For the Thunder (8-17), however, Mann was the lone bright spot in a blowout 116-95 loss to the Los Angeles Lakers (14-13) in Oklahoma City on Friday night. OKC struggled to shoot beyond the arc, tallying a 10-for-44 total on all three pointers in the game. Outside of Mann, who had a team and career-high 19 points on a 8-for-15 clip and a 3-of-8 total from three, the Lakers suffocated the entire team defensively. Ultimately, Oklahoma City didn’t hold a lead past the 6:48 mark in the first quarter when it led 8-6.
“(There was) certainly controllable stuff,” Thunder head coach Mark Daigneault said. “You have to be really sharp against that team, especially when they’re shooting like that. It would’ve required a level of execution and sharpness that we just didn’t bring… Then, they burned us on pretty much everything during the first half and opened the game up – making it hard for us to get a grip on from there.”
Shai Gilgeous-Alexander and Lu Dort were absent for the Thunder offensively. Oklahoma City’s duo scored a combined 22 points on 9-of-29 shooting and 3-for-15 from three. Their offensive woes played a major part in the Thunder’s loss.
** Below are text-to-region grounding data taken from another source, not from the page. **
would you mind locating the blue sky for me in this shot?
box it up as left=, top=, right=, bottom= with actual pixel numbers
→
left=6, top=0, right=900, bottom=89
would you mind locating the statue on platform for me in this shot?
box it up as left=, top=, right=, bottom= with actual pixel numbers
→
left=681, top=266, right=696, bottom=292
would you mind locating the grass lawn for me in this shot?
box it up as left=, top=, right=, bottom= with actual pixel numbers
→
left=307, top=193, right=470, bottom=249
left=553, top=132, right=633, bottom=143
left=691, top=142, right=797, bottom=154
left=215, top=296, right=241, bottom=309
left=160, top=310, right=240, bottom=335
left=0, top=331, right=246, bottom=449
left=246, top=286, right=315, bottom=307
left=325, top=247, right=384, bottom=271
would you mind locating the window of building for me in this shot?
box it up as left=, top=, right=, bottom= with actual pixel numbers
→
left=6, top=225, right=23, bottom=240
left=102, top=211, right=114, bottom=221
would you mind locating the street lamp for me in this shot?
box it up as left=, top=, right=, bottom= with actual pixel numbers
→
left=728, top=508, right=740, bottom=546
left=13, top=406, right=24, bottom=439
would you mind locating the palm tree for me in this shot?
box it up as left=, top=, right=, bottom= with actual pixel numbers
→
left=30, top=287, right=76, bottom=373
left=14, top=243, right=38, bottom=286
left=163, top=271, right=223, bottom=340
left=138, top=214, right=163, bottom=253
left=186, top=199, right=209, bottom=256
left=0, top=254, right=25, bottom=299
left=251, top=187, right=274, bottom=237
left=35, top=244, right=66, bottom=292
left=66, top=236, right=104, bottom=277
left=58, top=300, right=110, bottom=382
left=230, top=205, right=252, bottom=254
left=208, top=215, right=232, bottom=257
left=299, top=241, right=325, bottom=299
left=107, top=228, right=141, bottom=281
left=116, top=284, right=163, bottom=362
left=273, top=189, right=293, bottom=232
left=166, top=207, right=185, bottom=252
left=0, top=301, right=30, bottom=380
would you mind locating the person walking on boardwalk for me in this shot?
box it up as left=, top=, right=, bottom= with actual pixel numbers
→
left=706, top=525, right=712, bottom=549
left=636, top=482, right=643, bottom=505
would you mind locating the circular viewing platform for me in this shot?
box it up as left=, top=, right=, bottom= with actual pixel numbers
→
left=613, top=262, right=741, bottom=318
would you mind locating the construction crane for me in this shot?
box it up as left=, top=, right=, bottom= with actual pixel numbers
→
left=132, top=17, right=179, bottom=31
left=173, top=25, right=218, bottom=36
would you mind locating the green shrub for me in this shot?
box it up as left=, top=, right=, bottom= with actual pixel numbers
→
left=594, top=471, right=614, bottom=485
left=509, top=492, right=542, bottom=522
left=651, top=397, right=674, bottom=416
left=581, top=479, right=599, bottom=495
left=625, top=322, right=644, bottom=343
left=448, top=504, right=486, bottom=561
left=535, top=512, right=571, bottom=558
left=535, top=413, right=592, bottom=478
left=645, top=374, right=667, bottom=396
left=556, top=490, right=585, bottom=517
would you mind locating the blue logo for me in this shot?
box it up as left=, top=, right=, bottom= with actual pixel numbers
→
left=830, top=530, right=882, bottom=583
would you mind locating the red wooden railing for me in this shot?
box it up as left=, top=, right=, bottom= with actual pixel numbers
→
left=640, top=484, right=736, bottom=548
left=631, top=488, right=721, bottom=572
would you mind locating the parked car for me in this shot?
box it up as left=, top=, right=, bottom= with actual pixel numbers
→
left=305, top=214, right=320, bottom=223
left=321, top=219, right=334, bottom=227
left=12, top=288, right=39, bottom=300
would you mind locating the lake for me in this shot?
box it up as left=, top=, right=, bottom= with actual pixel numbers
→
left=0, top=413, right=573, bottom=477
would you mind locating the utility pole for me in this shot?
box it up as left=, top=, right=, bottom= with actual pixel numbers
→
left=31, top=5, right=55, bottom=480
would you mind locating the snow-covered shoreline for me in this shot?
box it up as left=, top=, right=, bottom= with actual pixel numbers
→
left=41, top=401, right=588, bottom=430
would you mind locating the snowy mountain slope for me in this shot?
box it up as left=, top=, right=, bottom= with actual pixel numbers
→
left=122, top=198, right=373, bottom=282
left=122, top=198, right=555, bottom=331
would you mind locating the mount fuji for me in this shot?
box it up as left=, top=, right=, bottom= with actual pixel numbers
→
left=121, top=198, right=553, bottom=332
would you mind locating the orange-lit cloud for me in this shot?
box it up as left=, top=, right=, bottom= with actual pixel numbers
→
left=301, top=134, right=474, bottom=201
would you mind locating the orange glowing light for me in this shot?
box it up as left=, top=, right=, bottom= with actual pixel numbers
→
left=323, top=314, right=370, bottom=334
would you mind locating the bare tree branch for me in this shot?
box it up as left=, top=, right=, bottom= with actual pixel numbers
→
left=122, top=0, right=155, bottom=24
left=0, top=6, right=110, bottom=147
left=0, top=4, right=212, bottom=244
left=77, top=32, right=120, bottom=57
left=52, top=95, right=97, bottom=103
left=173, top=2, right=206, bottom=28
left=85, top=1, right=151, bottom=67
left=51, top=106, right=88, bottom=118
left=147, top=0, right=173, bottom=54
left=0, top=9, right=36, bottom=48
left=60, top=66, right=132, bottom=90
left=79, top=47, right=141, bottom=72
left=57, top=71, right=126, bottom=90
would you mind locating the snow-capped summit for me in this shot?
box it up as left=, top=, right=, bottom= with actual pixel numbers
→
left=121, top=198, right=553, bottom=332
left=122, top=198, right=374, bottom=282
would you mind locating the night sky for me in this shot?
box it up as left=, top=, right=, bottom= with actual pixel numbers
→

Before the two-game win streak was snapped, Gilgeous-Alexander scored 39, 30 and 26 points, respectively, in all of his three previous games.
Dort, who’s averaging a career high 17.2 points per game this season, had scored 22 and 28 points in Oklahoma City’s Dec. 6 and Dec. 8 wins against the Toronto Raptors and Detroit Pistons, respectively. The game was out of reach once OKC’s most consistent scoring options couldn’t efficiently find the net. Still, Oklahoma City was able to cut the lead down to 10 points following a 16-3 run in the second quarter.
“To see that we were within 10 or 12 – and we couldn’t make a shot – shows the development that we’ve made as a group,” Thunder rookie forward Josh Giddey said. “I think that second game against Houston where we were down 30 and couldn’t make a shot, but tonight we couldn’t make a shot but got back within 10. It shows the attention we’ve put on defense and the way we’ve moved the ball to get good looks. Eventually those shots are going to start falling.”
Giddey, the NBA’s Western Conference Rookie of the Month, is the first Thunder rookie to tally four games with 10 plus points, seven plus rebounds and seven plus assists following tonight’s game. He, alongside the entire roster, is trying to capture experience to carry over into the Thunder’s next game versus the Mavericks at 6 p.m. CT on Sunday, Dec. 12 in Oklahoma City.
“I thought we could’ve been a little sharper on our rotations tonight,” Daigneault said. “I think there were parts of the game where we were a step late with James and (Russell Westbrook ) specifically… We want to be in there early and fire in there, and I thought we were late to both tonight.”